Juliana começou a transição há quatro anos, tinha acompanhamento médico, mas parou quando foi detida. Há sete meses, retomou o tratamento no CDP 3. "É bom porque é um passo a mais. Estamos presas, privadas de liberdade, mas queremos nos sentir mais femininas", afirma.

As mulheres trans são as que mais procuram por tratamento hormonal e têm dificuldade no acesso, segundo Simone Gomide, diretora estadual da Saúde da População Carcerária.

Juliana pondera que "sempre tem um que vai fazer piadinha", mas diz que na prisão "tem bastante respeito".

As pessoas respeitam o nome, o pronome. Teve aquele choque, porque foi a primeira vez que fui presa, mas sempre fui respeitada por todos.
Juliana, mulher trans presa no CDP 3 de Pinheiros

Fachada do Centro de Detenção Provisória 3 de Pinheiros, onde estão presas 16 mulheres trans e travestis - Camila Svenson/UOL - Camila Svenson/UOL
Fachada do Centro de Detenção Provisória 3 de Pinheiros, onde estão presas 16 mulheres trans e travestis
Imagem: Camila Svenson/UOL

'Nunca tive acompanhamento médico'

Pâmela, 29, entrou na sala depois que Juliana saiu. Ela mexia as mãos freneticamente no início da conversa. Acalmou-se quando começou a contar sua história.

"Eu sofri muito na escola, parei de estudar", lembra. Por causa do preconceito, conta que abandonou não só os estudos, mas também o cuidado com a saúde.

Antes de ser presa, ela tomava hormônios por conta própria — o que pode acarretar em riscos sérios para a saúde, como trombose e problemas no fígado. Há seis meses, começou o tratamento com acompanhamento médico no CDP 3. "É muito diferente estar com um profissional que dá as dosagens certas", avalia.

Também retomou o ensino médio e concluiu o primeiro e o segundo anos.
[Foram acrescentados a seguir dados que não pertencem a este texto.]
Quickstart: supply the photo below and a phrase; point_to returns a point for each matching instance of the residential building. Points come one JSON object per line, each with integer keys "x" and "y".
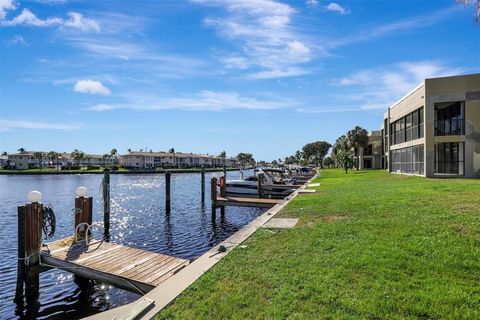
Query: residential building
{"x": 151, "y": 160}
{"x": 434, "y": 131}
{"x": 28, "y": 160}
{"x": 372, "y": 156}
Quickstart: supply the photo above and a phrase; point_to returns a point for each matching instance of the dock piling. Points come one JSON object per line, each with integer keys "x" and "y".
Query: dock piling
{"x": 259, "y": 185}
{"x": 167, "y": 191}
{"x": 223, "y": 187}
{"x": 203, "y": 184}
{"x": 30, "y": 222}
{"x": 83, "y": 210}
{"x": 106, "y": 202}
{"x": 213, "y": 192}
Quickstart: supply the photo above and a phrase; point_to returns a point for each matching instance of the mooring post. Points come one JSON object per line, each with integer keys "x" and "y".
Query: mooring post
{"x": 83, "y": 210}
{"x": 259, "y": 185}
{"x": 213, "y": 193}
{"x": 223, "y": 187}
{"x": 203, "y": 183}
{"x": 30, "y": 222}
{"x": 21, "y": 274}
{"x": 167, "y": 190}
{"x": 106, "y": 202}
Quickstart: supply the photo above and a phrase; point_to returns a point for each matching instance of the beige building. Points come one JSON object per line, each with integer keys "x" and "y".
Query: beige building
{"x": 372, "y": 156}
{"x": 434, "y": 131}
{"x": 151, "y": 160}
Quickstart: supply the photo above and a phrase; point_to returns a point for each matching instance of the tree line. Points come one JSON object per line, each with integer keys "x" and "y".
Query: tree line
{"x": 345, "y": 153}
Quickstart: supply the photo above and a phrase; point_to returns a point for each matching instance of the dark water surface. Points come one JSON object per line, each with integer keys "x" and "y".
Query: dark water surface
{"x": 138, "y": 219}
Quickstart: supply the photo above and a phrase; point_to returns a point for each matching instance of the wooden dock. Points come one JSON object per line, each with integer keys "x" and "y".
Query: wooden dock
{"x": 247, "y": 202}
{"x": 124, "y": 267}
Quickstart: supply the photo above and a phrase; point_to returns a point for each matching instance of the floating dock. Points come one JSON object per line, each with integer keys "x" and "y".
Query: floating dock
{"x": 124, "y": 267}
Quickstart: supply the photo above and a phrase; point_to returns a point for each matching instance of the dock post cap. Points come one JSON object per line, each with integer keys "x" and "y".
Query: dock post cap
{"x": 34, "y": 196}
{"x": 81, "y": 192}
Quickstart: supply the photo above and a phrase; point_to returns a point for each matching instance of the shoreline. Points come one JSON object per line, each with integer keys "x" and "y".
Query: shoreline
{"x": 163, "y": 171}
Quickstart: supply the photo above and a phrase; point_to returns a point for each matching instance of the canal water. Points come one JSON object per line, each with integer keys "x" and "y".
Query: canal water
{"x": 138, "y": 219}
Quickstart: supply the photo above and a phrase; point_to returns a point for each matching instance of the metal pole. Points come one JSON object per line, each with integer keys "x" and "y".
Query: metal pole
{"x": 167, "y": 190}
{"x": 106, "y": 201}
{"x": 203, "y": 184}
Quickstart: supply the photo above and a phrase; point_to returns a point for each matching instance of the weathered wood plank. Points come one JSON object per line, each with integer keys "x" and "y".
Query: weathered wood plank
{"x": 128, "y": 268}
{"x": 248, "y": 202}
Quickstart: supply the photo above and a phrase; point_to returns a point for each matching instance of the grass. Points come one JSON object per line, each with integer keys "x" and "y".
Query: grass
{"x": 368, "y": 245}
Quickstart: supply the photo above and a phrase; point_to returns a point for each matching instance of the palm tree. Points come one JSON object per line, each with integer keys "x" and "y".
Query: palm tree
{"x": 358, "y": 138}
{"x": 342, "y": 153}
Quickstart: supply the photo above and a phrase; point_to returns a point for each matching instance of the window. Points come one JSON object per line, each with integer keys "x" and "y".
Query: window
{"x": 407, "y": 128}
{"x": 420, "y": 122}
{"x": 408, "y": 160}
{"x": 449, "y": 158}
{"x": 450, "y": 118}
{"x": 368, "y": 150}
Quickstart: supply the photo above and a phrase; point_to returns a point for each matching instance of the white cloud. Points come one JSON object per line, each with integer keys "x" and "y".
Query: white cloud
{"x": 394, "y": 27}
{"x": 28, "y": 124}
{"x": 6, "y": 5}
{"x": 335, "y": 7}
{"x": 378, "y": 88}
{"x": 92, "y": 87}
{"x": 235, "y": 63}
{"x": 76, "y": 21}
{"x": 263, "y": 32}
{"x": 202, "y": 101}
{"x": 278, "y": 73}
{"x": 17, "y": 40}
{"x": 28, "y": 18}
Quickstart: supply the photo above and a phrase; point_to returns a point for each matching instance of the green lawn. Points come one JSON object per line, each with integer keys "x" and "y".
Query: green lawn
{"x": 369, "y": 245}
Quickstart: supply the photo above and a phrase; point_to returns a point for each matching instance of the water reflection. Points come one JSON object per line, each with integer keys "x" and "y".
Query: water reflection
{"x": 139, "y": 218}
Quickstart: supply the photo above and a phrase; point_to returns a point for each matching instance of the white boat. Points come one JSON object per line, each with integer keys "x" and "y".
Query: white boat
{"x": 248, "y": 187}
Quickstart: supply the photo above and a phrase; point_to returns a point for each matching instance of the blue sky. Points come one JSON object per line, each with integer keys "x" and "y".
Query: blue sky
{"x": 209, "y": 75}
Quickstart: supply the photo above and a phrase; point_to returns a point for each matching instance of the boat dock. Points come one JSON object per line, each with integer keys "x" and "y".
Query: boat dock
{"x": 247, "y": 202}
{"x": 124, "y": 267}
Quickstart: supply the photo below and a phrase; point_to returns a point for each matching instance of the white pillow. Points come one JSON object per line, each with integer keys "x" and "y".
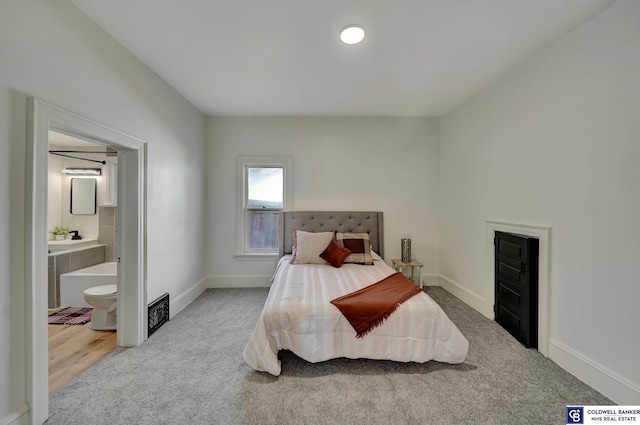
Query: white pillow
{"x": 308, "y": 246}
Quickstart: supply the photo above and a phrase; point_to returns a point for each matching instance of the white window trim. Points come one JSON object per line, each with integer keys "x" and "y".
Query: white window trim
{"x": 286, "y": 162}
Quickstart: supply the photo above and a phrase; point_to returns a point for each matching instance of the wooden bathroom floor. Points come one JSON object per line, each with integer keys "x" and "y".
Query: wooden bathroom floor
{"x": 73, "y": 349}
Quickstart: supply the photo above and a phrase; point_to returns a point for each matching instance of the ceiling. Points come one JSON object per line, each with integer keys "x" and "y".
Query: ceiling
{"x": 283, "y": 57}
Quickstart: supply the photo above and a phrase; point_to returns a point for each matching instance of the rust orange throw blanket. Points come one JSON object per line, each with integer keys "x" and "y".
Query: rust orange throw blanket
{"x": 369, "y": 307}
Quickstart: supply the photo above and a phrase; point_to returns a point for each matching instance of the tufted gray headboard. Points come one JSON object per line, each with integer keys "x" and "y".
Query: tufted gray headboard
{"x": 328, "y": 221}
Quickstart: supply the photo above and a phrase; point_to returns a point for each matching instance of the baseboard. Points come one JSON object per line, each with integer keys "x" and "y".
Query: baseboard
{"x": 20, "y": 417}
{"x": 617, "y": 388}
{"x": 475, "y": 301}
{"x": 250, "y": 281}
{"x": 187, "y": 297}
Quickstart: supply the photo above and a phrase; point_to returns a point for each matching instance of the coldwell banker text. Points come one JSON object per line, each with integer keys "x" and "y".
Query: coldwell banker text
{"x": 600, "y": 414}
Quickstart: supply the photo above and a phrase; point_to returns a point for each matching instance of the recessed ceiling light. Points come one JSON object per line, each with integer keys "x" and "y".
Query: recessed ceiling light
{"x": 352, "y": 34}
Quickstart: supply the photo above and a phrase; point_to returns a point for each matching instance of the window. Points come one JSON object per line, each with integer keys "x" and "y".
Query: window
{"x": 264, "y": 191}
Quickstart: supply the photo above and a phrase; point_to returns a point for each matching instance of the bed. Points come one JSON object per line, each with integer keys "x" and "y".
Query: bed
{"x": 298, "y": 314}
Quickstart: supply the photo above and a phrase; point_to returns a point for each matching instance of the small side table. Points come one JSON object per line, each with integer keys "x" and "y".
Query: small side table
{"x": 398, "y": 265}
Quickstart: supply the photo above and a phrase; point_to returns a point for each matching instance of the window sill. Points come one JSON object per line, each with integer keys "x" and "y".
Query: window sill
{"x": 257, "y": 256}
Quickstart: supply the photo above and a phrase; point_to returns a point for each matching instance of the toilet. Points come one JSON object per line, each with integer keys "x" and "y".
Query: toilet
{"x": 104, "y": 300}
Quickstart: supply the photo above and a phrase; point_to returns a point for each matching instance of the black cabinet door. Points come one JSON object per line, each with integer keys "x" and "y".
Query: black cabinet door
{"x": 516, "y": 286}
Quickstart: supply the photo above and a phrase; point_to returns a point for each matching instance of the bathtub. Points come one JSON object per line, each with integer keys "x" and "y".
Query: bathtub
{"x": 73, "y": 284}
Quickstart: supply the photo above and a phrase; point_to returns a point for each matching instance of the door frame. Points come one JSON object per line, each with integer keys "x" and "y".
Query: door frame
{"x": 542, "y": 233}
{"x": 130, "y": 246}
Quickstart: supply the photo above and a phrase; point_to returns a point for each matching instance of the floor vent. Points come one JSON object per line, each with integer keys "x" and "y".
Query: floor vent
{"x": 158, "y": 313}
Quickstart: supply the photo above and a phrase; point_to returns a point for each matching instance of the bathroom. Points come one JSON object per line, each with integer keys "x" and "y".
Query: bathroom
{"x": 83, "y": 259}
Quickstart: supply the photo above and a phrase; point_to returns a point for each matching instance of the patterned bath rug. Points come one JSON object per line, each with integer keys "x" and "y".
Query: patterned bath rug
{"x": 71, "y": 316}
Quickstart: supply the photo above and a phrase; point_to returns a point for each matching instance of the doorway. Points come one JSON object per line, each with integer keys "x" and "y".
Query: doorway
{"x": 516, "y": 286}
{"x": 130, "y": 248}
{"x": 542, "y": 234}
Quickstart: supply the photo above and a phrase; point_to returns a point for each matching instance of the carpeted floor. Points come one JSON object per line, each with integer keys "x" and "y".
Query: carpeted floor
{"x": 191, "y": 372}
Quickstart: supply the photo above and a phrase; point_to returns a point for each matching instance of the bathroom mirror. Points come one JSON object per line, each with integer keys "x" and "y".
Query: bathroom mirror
{"x": 83, "y": 195}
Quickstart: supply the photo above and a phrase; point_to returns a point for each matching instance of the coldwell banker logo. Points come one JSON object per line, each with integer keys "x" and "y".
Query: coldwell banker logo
{"x": 575, "y": 415}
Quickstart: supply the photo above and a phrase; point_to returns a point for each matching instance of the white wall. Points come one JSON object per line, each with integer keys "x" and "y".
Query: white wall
{"x": 54, "y": 52}
{"x": 557, "y": 143}
{"x": 59, "y": 194}
{"x": 345, "y": 163}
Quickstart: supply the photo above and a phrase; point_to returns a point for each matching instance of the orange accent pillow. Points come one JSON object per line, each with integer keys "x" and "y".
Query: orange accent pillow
{"x": 335, "y": 254}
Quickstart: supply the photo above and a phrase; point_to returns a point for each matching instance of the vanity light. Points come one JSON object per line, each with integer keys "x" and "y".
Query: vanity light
{"x": 352, "y": 34}
{"x": 83, "y": 171}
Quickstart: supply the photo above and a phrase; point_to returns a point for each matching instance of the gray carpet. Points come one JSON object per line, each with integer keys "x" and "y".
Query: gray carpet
{"x": 191, "y": 372}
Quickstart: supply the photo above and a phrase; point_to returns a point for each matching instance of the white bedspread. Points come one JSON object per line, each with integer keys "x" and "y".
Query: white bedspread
{"x": 298, "y": 316}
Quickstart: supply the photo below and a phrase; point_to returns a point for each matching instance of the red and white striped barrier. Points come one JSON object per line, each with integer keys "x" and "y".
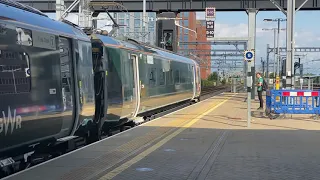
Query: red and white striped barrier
{"x": 301, "y": 93}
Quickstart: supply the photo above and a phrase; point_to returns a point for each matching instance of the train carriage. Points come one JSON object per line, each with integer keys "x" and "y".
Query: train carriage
{"x": 143, "y": 78}
{"x": 46, "y": 80}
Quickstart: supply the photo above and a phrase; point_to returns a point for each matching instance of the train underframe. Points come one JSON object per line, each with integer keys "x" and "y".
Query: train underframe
{"x": 32, "y": 155}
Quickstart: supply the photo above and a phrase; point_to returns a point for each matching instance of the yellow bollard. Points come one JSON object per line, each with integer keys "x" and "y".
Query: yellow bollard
{"x": 277, "y": 86}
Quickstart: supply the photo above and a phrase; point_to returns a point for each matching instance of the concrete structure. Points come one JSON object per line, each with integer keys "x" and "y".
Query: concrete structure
{"x": 189, "y": 21}
{"x": 133, "y": 26}
{"x": 184, "y": 35}
{"x": 167, "y": 30}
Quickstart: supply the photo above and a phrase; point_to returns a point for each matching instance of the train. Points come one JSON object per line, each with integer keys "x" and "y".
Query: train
{"x": 59, "y": 84}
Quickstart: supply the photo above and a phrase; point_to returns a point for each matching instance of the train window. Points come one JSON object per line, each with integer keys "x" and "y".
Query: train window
{"x": 162, "y": 79}
{"x": 169, "y": 77}
{"x": 177, "y": 76}
{"x": 152, "y": 76}
{"x": 14, "y": 72}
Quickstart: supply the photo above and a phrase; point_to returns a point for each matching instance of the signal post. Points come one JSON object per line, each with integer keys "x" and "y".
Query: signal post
{"x": 249, "y": 57}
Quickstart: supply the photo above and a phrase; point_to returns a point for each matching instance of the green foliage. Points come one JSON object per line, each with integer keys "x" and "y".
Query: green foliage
{"x": 213, "y": 76}
{"x": 223, "y": 81}
{"x": 206, "y": 83}
{"x": 271, "y": 75}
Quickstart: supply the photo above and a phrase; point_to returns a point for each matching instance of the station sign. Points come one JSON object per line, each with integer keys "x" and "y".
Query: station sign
{"x": 210, "y": 12}
{"x": 249, "y": 55}
{"x": 209, "y": 29}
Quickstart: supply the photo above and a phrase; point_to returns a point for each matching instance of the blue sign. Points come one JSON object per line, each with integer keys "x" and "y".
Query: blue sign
{"x": 249, "y": 55}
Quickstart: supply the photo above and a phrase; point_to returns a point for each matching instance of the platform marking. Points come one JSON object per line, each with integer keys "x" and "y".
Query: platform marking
{"x": 142, "y": 155}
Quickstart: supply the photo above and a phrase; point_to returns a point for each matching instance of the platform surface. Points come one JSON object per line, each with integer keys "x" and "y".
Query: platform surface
{"x": 209, "y": 140}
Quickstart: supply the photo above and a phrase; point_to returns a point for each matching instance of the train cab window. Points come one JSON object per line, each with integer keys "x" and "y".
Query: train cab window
{"x": 169, "y": 77}
{"x": 152, "y": 76}
{"x": 161, "y": 77}
{"x": 14, "y": 72}
{"x": 177, "y": 77}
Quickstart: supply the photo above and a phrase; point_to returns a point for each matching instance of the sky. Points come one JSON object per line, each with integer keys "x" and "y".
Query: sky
{"x": 307, "y": 34}
{"x": 235, "y": 24}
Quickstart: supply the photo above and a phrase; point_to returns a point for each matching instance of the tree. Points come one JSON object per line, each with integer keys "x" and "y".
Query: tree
{"x": 213, "y": 76}
{"x": 271, "y": 75}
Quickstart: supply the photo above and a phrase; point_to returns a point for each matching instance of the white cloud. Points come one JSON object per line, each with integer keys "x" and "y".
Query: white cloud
{"x": 231, "y": 30}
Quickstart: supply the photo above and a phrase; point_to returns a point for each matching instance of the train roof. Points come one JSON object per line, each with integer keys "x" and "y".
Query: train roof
{"x": 142, "y": 47}
{"x": 19, "y": 13}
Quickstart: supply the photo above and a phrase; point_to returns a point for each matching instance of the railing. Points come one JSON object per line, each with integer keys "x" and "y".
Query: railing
{"x": 292, "y": 102}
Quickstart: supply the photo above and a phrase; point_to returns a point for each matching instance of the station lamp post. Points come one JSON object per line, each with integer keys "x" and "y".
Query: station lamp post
{"x": 274, "y": 51}
{"x": 278, "y": 52}
{"x": 278, "y": 29}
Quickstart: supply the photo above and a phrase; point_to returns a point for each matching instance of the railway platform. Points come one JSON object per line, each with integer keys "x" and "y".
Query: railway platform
{"x": 208, "y": 140}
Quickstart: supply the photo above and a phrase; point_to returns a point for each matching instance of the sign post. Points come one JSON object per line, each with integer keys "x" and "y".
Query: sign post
{"x": 210, "y": 17}
{"x": 249, "y": 56}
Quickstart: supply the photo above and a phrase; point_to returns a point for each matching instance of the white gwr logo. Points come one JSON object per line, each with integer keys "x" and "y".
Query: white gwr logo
{"x": 14, "y": 121}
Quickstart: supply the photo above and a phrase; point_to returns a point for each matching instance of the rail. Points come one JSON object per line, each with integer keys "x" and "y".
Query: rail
{"x": 292, "y": 102}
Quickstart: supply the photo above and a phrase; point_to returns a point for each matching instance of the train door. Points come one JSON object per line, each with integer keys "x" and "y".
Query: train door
{"x": 67, "y": 85}
{"x": 198, "y": 80}
{"x": 136, "y": 89}
{"x": 194, "y": 82}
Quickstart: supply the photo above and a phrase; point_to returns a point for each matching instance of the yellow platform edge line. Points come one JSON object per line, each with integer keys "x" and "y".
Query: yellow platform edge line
{"x": 142, "y": 155}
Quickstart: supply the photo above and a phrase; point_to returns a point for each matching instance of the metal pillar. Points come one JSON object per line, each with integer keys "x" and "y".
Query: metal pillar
{"x": 144, "y": 18}
{"x": 290, "y": 43}
{"x": 274, "y": 52}
{"x": 59, "y": 8}
{"x": 252, "y": 45}
{"x": 267, "y": 62}
{"x": 278, "y": 49}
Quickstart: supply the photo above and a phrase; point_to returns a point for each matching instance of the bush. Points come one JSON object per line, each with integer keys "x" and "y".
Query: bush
{"x": 206, "y": 83}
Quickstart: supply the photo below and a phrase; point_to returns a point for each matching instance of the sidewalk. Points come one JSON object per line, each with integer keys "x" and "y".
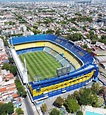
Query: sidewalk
{"x": 23, "y": 107}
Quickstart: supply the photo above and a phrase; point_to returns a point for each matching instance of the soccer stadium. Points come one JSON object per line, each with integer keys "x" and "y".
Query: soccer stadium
{"x": 51, "y": 65}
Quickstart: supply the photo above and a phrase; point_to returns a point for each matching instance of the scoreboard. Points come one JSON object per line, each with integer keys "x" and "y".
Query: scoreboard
{"x": 64, "y": 70}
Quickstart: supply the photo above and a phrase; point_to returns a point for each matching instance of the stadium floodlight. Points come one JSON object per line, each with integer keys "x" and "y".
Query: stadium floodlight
{"x": 11, "y": 42}
{"x": 25, "y": 63}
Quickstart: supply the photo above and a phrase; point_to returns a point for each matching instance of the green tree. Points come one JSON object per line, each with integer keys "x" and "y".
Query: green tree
{"x": 10, "y": 108}
{"x": 95, "y": 87}
{"x": 58, "y": 102}
{"x": 76, "y": 94}
{"x": 50, "y": 31}
{"x": 13, "y": 69}
{"x": 20, "y": 88}
{"x": 55, "y": 112}
{"x": 6, "y": 66}
{"x": 11, "y": 61}
{"x": 88, "y": 97}
{"x": 19, "y": 111}
{"x": 58, "y": 32}
{"x": 85, "y": 46}
{"x": 71, "y": 105}
{"x": 79, "y": 113}
{"x": 44, "y": 108}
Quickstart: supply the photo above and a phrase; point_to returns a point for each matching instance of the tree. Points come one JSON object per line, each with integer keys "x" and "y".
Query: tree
{"x": 44, "y": 108}
{"x": 71, "y": 105}
{"x": 13, "y": 69}
{"x": 76, "y": 94}
{"x": 6, "y": 108}
{"x": 95, "y": 87}
{"x": 10, "y": 108}
{"x": 85, "y": 46}
{"x": 58, "y": 32}
{"x": 55, "y": 112}
{"x": 20, "y": 88}
{"x": 19, "y": 111}
{"x": 6, "y": 66}
{"x": 58, "y": 102}
{"x": 88, "y": 97}
{"x": 11, "y": 61}
{"x": 79, "y": 113}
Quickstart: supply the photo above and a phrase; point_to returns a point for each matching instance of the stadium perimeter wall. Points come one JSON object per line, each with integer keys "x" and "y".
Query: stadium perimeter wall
{"x": 54, "y": 86}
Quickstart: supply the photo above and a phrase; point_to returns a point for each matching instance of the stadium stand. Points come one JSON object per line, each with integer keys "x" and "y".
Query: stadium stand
{"x": 86, "y": 69}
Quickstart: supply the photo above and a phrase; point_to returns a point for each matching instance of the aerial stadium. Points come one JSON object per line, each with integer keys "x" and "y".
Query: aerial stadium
{"x": 51, "y": 65}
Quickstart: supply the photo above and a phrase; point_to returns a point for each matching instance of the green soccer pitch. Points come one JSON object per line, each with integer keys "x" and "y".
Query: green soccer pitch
{"x": 40, "y": 65}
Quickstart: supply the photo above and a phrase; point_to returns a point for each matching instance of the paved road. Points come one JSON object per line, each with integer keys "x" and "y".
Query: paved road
{"x": 28, "y": 106}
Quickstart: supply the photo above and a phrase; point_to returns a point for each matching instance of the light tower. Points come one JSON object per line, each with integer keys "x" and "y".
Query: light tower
{"x": 25, "y": 74}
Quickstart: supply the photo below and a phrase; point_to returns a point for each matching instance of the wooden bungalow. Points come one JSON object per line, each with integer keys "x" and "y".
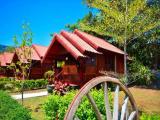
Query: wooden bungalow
{"x": 5, "y": 59}
{"x": 78, "y": 57}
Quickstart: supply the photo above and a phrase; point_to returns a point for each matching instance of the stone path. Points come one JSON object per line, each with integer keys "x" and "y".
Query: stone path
{"x": 29, "y": 95}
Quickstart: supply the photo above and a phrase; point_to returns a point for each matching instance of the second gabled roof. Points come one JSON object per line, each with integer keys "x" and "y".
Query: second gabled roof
{"x": 78, "y": 42}
{"x": 6, "y": 58}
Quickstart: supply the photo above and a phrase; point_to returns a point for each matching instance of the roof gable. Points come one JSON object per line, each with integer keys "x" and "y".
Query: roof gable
{"x": 80, "y": 44}
{"x": 97, "y": 43}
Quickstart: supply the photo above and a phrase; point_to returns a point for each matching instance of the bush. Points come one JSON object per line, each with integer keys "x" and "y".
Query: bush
{"x": 11, "y": 110}
{"x": 56, "y": 105}
{"x": 139, "y": 73}
{"x": 145, "y": 116}
{"x": 27, "y": 84}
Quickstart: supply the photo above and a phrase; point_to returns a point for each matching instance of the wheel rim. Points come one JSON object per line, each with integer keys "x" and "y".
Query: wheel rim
{"x": 104, "y": 80}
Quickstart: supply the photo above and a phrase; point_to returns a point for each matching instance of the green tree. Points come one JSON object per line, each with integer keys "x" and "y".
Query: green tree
{"x": 122, "y": 20}
{"x": 23, "y": 50}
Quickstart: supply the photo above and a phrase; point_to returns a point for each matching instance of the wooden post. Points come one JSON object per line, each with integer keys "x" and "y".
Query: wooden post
{"x": 115, "y": 64}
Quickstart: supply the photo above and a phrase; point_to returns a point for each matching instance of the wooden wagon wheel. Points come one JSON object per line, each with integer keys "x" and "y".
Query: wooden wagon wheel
{"x": 133, "y": 115}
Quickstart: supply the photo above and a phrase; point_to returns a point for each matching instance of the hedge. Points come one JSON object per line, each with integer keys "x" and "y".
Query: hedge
{"x": 56, "y": 105}
{"x": 15, "y": 85}
{"x": 11, "y": 110}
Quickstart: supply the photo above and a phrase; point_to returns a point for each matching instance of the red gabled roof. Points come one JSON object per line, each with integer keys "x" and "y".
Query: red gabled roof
{"x": 97, "y": 43}
{"x": 6, "y": 58}
{"x": 68, "y": 46}
{"x": 41, "y": 50}
{"x": 77, "y": 43}
{"x": 80, "y": 44}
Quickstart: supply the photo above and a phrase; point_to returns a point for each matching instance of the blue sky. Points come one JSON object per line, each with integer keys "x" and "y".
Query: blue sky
{"x": 45, "y": 17}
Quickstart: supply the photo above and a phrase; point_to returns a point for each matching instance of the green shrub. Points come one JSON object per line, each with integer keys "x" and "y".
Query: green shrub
{"x": 139, "y": 73}
{"x": 11, "y": 110}
{"x": 145, "y": 116}
{"x": 6, "y": 79}
{"x": 56, "y": 105}
{"x": 27, "y": 84}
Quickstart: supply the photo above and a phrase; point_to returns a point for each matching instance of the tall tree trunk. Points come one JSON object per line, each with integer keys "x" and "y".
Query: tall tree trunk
{"x": 125, "y": 44}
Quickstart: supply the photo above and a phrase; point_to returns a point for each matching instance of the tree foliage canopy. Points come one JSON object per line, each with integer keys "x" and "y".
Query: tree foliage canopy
{"x": 111, "y": 18}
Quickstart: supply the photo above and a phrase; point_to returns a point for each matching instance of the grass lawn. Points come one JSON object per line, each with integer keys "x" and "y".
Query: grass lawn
{"x": 35, "y": 105}
{"x": 147, "y": 100}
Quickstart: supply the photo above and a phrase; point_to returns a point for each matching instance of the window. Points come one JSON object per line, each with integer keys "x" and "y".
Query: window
{"x": 110, "y": 63}
{"x": 60, "y": 64}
Quer continuar estudando.

O programa começou em agosto de 2022 e não tem prazo para ser estendido. É uma parceria entre o CDP 3 de Pinheiros e a UBS Dr. José de Barros Magaldi, com o suporte da Rede Sampa Trans, programa da Prefeitura de São Paulo para a população trans.

Estou correndo atrás do tempo perdido. Quero fazer um curso de radiologia quando sair. Quero mudar de vida."